How does it work to aggregate a variable in a postgres db backend table to its unique value. For example i have the following table:
library(tidyverse)
library(dbplyr)
dbplyr::memdb_frame(a=c(2,2,2), b=c(2,3,4)) %>%
summarise(aggregatedSum = sum(b),
aggregatedUnique = unique(a))
But neither unique()
nor distinct()
are doing the job.
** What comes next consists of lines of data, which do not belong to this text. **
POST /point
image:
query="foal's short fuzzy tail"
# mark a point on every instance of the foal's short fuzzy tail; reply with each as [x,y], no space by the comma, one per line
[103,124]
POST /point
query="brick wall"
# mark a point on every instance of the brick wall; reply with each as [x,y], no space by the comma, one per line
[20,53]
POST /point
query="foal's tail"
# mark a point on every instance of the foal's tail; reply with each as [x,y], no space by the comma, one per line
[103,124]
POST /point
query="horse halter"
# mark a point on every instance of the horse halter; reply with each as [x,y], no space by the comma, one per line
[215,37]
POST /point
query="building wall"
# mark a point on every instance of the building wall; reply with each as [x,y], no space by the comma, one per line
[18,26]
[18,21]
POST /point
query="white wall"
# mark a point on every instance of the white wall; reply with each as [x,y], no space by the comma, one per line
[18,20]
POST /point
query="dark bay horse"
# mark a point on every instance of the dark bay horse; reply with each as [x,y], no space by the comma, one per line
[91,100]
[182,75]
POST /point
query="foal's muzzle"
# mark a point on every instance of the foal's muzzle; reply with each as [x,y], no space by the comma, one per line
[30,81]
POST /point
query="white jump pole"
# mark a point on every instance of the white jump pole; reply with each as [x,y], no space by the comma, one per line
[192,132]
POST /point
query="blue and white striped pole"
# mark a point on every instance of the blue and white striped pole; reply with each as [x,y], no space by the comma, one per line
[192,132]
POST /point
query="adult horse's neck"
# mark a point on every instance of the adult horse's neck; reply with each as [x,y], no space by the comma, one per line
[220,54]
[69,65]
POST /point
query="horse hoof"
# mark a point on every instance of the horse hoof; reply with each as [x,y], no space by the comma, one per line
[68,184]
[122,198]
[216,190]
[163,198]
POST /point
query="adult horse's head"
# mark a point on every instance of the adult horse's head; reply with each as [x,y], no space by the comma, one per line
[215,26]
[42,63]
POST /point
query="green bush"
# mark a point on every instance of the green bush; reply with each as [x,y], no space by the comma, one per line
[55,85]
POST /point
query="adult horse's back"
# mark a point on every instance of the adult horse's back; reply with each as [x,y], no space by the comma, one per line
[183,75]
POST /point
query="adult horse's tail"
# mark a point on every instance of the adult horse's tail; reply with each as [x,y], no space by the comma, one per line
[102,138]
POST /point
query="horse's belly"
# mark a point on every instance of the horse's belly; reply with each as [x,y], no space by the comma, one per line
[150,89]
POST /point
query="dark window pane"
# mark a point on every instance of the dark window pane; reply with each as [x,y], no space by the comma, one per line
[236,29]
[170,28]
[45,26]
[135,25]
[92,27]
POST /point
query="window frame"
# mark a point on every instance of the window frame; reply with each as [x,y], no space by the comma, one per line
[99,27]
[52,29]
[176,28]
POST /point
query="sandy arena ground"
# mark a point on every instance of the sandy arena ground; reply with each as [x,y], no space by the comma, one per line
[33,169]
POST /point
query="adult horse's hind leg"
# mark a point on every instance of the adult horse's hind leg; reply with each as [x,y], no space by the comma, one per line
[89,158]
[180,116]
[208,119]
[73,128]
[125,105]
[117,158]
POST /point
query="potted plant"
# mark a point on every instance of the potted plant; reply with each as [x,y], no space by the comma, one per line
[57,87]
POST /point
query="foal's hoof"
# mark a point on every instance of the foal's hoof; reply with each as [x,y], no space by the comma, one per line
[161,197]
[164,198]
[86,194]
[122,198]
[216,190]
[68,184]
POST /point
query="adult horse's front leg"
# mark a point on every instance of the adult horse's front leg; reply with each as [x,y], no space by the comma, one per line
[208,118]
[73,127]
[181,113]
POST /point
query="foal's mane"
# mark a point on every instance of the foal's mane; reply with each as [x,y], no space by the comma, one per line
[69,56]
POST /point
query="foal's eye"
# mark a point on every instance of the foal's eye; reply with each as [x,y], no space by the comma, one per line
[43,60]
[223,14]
Any ideas how to achieve my desired outcome like so when i collect() the table before summarise:
dbplyr::memdb_frame(a=c(2,2,2), b=c(2,3,4)) %>%
collect() %>%
summarise(aggregatedSum = sum(b),
aggregatedUnique = unique(a))
# A tibble: 1 x 2
aggregatedSum aggregatedUnique
<dbl> <dbl>
1 9 2
CodePudding user response:
You can just add a group_by
to your dplyr
pipe:
> dbplyr::memdb_frame(a=c(2,2,2), b=c(2,3,4)) %>%
group_by(a) %>%
summarise(aggregatedSum = sum(b)) %>%
rename(aggregatedUnique = a) %>%
select(aggregatedSum, aggregatedUnique)
# Source: lazy query [?? x 2]
# Database: sqlite 3.34.1 [:memory:]
aggregatedSum aggregatedUnique
<dbl> <dbl>
1 9 2
If there are multiple distinct values in column a
, this will return a row per value (with the sum of the b
values that occur alongside them).
CodePudding user response:
I might be misinterpreting, but this seems like a grouping operation, where you might want the sum of b
for each unique value of a
. If so, then group_by(a)
:
dbplyr::memdb_frame(a=c(2,2,2), b=c(2,3,4)) %>%
group_by(a) %>%
summarise(aggregatedSum = sum(b))
# Source: lazy query [?? x 2]
# # Database: sqlite 3.33.0 [:memory:]
# a aggregatedSum
# <dbl> <dbl>
# 1 2 9
This is related to How to combine SELECT DISTINCT and SUM() in that I believe SQL does not let you sum(.)
and distinct(.)
in the same query. The unchanged query looks like:
dbplyr::memdb_frame(a=c(2,2,2), b=c(2,3,4)) %>%
summarise(aggregatedSum = sum(b),
aggregatedUnique = distinct(a)) %>%
show_query()
# <SQL>
# SELECT SUM(`b`) AS `aggregatedSum`, distinct(`a`) AS `aggregatedUnique`
# FROM `dbplyr_014`
whereas the updated query is
dbplyr::memdb_frame(a=c(2,2,2), b=c(2,3,4)) %>%
group_by(a) %>%
summarise(aggregatedSum = sum(b)) %>%
show_query()
# <SQL>
# SELECT `a`, SUM(`b`) AS `aggregatedSum`
# FROM `dbplyr_016`
# GROUP BY `a`
which is aligned with the linked question/answer.